Bhandari played his first tournament at the Calcutta South Club Invitation in 1930 where he reached the quarter finals, but lost to Jacques Brugnon. In 1932 he played at the Punjab University Tennis Championships where he progressed to the final and won that title. The same year he competed at the Indian International Championships where he reached the fourth round and lost to the American player Leonard Brooke Edwards.

In 1934 he travelled to England to take part in Wimbledon Championships that year, whilst there he also took part in a number of other tournaments. At the Southdean Hard Court Championships he was a losing semi finalist to compatriot Mohammed Sleem. He also played at the Tunbridge Wells Open where he reached the final, but was beaten by the South African player Vernon Kirby in straight sets.

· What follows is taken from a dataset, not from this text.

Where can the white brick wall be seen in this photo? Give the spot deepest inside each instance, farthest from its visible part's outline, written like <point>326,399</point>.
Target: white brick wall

Bhandari then played at the Cumberland Hard Court Championships where he also reached the final of that event, before losing to the World No 4 ranked player Bunny Austin. He played his final known singles tournament at the Parsi Gymkhana Open Tournament in 1942.

==Career finals==
===Singles (3), titles (1), runners up (2)===

| Category + (Titles) |
|---|
| Grand Slam/World Championship (0) |
| Important (0) |
| National (0) |
| Regular (1) |

| Titles by Surface |
|---|
| Clay – Outdoor (0) |
| Grass – Outdoor (1) |
| Hard – Outdoor (0) |
| Carpet – Indoor (0) |
| Wood – Indoor (0) |

| No | Result | Date | Tournament | Surface | Opponent | Score |
|---|---|---|---|---|---|---|
| 1. | Win | 23-Nov-1932 | Punjab University Tennis Championships | Grass | India Sohan Lal | 6–4, 6–2, 6–3. |
| 1. | Loss | 4‑Aug‑1934 | Tunbridge Wells Open | Grass | RSA Vernon Kirby | 1–6, 2–6. |
| 2. | Loss | 22‑Sep‑1934 | Cumberland Hard Court Championships | Clay | GBR Bunny Austin | 2–6, 1–6. |

==Personal==
Bhandari was educated at Central Model School and Government College, Lahore, India, and later attended Emmanuel College, Cambridge.